Reasoning Within the Mind Dynamic Multimodal Interleaving in Latent Space

Training-free latent reasoning. Optimize latent reasoning tokens to maximize model confidence, which correlates with accuracy.

Read Paper →

To measure whether a token depends on the image, they add noise to the image and measure whether the probability of that token drops.

\[S_{i,t} = \log \pi_{\theta}(x_{i,t} \mid x_{i,<t}, I, q) - \log \pi_{\theta}(x_{i,t} \mid x_{i,<t}, \tilde{I}, q)\]

They show that:

1) Only a small subset of tokens really depends on the image.

2) Reasoning sequences that depend more on the image have higher accuracy.

They make these additional observations:

1) Higher confidence tends to indicate higher reasoning accuracy.

2) Confidence reflects reasoning chain quality.

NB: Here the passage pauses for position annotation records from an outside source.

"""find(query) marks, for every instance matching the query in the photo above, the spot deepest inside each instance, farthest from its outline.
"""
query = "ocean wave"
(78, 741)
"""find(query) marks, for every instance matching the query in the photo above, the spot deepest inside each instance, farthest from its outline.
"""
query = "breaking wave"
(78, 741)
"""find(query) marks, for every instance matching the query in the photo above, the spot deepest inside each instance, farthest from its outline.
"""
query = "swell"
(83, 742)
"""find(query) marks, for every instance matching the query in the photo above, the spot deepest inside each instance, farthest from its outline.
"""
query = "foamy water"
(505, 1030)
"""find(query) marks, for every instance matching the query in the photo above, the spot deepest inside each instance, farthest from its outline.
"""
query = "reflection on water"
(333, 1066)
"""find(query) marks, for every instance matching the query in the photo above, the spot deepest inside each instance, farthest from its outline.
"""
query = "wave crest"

3) High confidence aligns with stronger visual grounding.

Method

Their method is training-free, but at inference time they run an optimization that might be heavy. They add \(L\) latent tokens to the start of generation and update their embeddings to improve performance. So the input sequence becomes:

\[[\text{Image embeddings}, \text{question embeddings}, V_{best}, L_1,L_2,\cdots, L_L]\]

The embeddings of the \(L\) latent tokens are learned in such a way that the model’s confidence is maximized. So they optimize the \(L_i\) embeddings to maximize model confidence. They measure model confidence using:

\[H_k(P_i^{(t)}) = - \sum_{w \in \text{Top}_k(P_i^{(t)})} P_i^{(t)}(w) \log(P_i^{(t)}(w))\] \[R(T^{(t)}) = 1 - \frac{1}{L} \sum_{i=1}^{L} H_k(P_i^{(t)})\]

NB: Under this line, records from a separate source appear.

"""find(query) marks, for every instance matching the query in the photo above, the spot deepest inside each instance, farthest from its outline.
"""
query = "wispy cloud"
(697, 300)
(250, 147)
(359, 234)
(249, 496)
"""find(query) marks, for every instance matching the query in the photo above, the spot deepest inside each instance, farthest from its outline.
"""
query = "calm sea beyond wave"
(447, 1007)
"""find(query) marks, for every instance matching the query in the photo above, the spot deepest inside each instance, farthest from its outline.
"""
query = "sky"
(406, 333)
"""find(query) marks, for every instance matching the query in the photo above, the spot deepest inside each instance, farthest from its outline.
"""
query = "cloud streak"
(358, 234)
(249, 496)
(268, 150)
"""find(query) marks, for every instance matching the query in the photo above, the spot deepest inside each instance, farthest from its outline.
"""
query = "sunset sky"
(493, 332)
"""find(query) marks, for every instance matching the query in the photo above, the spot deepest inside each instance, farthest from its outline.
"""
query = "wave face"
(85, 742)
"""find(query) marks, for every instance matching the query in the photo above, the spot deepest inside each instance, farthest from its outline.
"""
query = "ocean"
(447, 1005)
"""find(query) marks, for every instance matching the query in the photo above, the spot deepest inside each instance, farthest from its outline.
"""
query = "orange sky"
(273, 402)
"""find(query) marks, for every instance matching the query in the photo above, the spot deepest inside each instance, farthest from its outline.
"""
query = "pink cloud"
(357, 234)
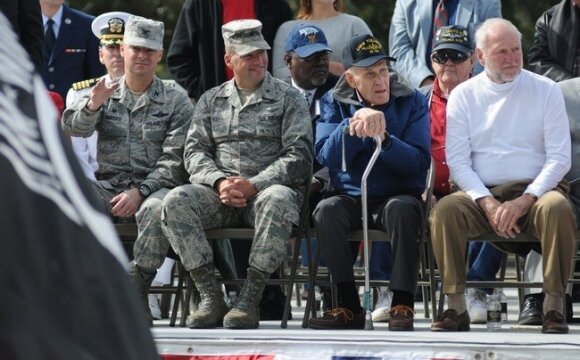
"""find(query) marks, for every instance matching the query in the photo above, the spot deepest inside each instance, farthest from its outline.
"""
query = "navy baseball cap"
(305, 40)
(362, 51)
(455, 37)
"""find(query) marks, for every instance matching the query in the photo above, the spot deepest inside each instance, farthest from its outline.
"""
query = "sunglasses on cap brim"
(456, 57)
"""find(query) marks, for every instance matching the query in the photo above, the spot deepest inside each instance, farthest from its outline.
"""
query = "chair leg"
(433, 284)
(178, 294)
(519, 278)
(310, 307)
(186, 300)
(291, 280)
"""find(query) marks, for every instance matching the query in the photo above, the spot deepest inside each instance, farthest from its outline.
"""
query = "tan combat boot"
(246, 313)
(212, 307)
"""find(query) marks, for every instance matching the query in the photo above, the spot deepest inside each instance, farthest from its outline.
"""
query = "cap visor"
(247, 48)
(142, 43)
(372, 60)
(308, 50)
(457, 47)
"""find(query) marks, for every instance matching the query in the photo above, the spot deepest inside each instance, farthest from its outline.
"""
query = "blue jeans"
(484, 262)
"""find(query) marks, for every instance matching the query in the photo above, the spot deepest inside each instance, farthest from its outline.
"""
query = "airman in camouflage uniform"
(142, 123)
(248, 151)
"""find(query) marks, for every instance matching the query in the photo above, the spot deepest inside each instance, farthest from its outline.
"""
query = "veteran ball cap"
(305, 40)
(244, 36)
(110, 27)
(455, 37)
(363, 51)
(143, 32)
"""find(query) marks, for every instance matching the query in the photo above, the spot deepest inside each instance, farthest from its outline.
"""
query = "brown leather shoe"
(451, 321)
(338, 319)
(554, 323)
(401, 318)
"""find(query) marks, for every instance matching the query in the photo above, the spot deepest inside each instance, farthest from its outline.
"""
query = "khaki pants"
(457, 218)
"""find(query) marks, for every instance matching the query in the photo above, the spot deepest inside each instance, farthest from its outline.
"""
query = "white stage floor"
(512, 342)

So the more confident the model, the better. They do the latent optimization and image patch selection \(T\) times, then decode using both.

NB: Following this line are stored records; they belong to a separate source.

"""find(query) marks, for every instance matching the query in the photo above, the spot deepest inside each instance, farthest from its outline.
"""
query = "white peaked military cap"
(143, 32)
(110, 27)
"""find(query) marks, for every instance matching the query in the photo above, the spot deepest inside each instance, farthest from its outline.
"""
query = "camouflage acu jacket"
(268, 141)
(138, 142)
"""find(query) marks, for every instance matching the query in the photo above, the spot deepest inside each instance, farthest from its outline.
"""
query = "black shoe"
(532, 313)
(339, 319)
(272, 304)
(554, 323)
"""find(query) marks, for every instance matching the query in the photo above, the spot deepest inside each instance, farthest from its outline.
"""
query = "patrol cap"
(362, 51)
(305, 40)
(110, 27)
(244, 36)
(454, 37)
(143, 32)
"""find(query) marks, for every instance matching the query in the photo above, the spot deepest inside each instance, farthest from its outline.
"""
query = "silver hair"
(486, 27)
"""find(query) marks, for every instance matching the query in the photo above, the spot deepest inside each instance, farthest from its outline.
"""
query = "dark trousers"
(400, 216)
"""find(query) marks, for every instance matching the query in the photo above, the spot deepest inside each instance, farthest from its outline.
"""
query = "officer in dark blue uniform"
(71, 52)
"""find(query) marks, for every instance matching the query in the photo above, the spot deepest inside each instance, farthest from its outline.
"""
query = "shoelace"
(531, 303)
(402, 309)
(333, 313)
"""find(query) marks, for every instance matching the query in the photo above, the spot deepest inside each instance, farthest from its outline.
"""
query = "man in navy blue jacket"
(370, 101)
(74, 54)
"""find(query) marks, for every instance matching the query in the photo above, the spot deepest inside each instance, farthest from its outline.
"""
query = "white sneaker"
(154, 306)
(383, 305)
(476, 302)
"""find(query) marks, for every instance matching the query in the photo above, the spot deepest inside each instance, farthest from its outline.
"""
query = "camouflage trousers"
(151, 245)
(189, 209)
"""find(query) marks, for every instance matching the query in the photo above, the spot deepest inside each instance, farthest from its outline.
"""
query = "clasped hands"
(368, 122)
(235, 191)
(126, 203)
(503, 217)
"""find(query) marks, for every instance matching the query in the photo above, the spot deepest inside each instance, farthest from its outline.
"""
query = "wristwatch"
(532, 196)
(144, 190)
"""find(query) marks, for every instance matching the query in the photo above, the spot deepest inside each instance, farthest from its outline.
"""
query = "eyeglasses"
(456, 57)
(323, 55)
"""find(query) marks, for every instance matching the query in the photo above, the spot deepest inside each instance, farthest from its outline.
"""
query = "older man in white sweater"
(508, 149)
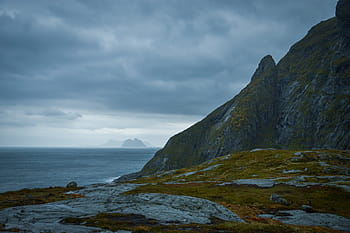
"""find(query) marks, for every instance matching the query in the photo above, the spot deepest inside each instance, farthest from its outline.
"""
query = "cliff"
(301, 102)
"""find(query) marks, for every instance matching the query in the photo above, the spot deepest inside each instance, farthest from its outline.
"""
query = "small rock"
(278, 199)
(307, 208)
(72, 184)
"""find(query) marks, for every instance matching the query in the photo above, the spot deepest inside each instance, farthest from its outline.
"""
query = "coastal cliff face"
(301, 102)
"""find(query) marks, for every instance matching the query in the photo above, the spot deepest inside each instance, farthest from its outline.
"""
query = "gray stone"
(106, 198)
(72, 184)
(307, 208)
(278, 199)
(300, 217)
(290, 171)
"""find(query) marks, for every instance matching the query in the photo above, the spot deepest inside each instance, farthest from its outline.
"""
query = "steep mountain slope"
(302, 102)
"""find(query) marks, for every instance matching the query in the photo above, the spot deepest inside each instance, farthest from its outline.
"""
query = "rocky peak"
(343, 17)
(266, 66)
(301, 103)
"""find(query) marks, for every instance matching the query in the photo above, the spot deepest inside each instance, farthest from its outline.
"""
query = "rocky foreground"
(254, 191)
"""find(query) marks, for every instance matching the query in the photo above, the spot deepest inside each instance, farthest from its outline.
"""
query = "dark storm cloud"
(171, 57)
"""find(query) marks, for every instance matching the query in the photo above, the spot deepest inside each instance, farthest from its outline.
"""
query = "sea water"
(44, 167)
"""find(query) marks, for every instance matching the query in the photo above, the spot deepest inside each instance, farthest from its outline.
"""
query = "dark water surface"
(44, 167)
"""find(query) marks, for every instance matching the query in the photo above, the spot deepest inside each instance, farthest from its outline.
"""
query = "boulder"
(278, 199)
(72, 184)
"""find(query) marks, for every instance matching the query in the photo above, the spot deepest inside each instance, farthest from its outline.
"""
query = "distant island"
(111, 143)
(133, 143)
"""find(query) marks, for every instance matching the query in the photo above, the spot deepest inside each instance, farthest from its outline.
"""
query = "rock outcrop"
(301, 102)
(106, 198)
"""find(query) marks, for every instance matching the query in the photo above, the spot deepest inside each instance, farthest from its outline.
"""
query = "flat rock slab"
(104, 198)
(300, 217)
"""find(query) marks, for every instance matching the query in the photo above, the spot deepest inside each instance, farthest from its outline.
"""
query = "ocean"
(44, 167)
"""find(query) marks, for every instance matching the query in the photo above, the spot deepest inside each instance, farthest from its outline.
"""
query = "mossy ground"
(138, 223)
(248, 201)
(35, 196)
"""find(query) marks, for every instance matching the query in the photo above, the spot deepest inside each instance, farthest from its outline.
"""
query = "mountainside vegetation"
(300, 103)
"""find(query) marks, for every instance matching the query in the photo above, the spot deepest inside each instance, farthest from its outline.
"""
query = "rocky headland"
(209, 178)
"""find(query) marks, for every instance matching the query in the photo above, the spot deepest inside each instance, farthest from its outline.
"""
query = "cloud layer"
(68, 60)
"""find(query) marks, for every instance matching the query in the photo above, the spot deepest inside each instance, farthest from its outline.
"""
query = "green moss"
(138, 223)
(35, 196)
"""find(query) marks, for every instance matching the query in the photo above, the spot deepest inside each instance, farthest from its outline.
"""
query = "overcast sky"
(82, 72)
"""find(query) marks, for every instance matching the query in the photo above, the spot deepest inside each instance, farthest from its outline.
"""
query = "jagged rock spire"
(343, 16)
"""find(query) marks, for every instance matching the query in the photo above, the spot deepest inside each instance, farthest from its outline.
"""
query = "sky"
(83, 72)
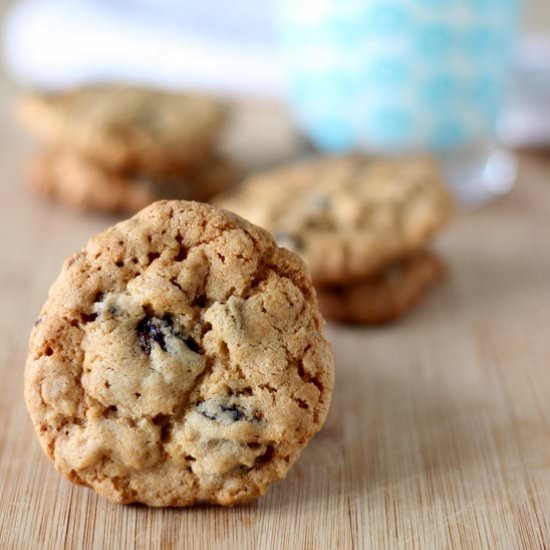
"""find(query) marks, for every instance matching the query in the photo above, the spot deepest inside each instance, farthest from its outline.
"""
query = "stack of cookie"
(361, 225)
(117, 149)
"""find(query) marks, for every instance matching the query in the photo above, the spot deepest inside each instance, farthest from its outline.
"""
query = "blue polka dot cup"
(398, 75)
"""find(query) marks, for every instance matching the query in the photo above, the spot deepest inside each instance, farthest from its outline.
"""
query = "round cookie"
(83, 184)
(123, 127)
(383, 297)
(179, 359)
(346, 216)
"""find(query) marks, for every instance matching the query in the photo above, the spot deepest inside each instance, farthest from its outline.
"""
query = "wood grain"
(439, 431)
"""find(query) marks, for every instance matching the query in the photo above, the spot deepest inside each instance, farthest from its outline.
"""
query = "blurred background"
(336, 65)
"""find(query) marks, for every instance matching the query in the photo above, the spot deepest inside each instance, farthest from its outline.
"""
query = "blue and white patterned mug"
(398, 75)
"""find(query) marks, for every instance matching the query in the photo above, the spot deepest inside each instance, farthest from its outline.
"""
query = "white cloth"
(225, 47)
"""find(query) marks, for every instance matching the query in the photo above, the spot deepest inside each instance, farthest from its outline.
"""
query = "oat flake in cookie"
(179, 359)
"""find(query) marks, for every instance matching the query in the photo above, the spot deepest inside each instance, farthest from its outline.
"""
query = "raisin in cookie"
(346, 216)
(81, 183)
(385, 296)
(123, 127)
(179, 359)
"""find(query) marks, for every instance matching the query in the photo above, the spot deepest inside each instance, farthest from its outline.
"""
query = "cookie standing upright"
(123, 127)
(179, 359)
(385, 296)
(346, 216)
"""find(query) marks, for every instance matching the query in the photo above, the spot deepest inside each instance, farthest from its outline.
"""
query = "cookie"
(124, 127)
(179, 359)
(383, 297)
(346, 216)
(83, 184)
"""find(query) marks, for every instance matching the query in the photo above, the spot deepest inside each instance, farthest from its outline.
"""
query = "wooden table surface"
(439, 431)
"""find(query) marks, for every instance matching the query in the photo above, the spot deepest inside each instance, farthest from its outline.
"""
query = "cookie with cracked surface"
(346, 216)
(179, 359)
(126, 127)
(84, 184)
(383, 297)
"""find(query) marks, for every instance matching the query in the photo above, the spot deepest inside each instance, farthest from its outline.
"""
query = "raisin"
(153, 329)
(149, 330)
(221, 412)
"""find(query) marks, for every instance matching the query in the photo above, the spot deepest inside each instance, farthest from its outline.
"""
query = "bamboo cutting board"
(439, 431)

Optimization of latent embeddings

They use a REINFORCE-based optimization.

\[T^{(t)} \leftarrow T^{(t)} + \eta \nabla_{T^{(t)}} J(T^{(t)})\]

where:

\[\nabla_T J(T) = \mathbb{E}_{T' \sim \pi(\cdot\lvert T)} [R(T') \nabla_T \log \pi(T' \rvert T)] = \mathbb{E}[R(T') \frac{\epsilon}{\sigma^2}]\]

and

\[T'^{(t)} = T^{(t)} + \epsilon^{(t)}, \quad \epsilon^{(t)} \sim \mathcal{N}(0, \sigma^2 I)\]

Optimization of \(V_{best}\)

They move over latent tokens one by one. For each latent token, they find the top \(m\) visual tokens it attends to (based on the attention pattern). They add those to \(V_{best}\) and check whether the reward increases. If it does, they update \(V_{best}\); otherwise they don’t.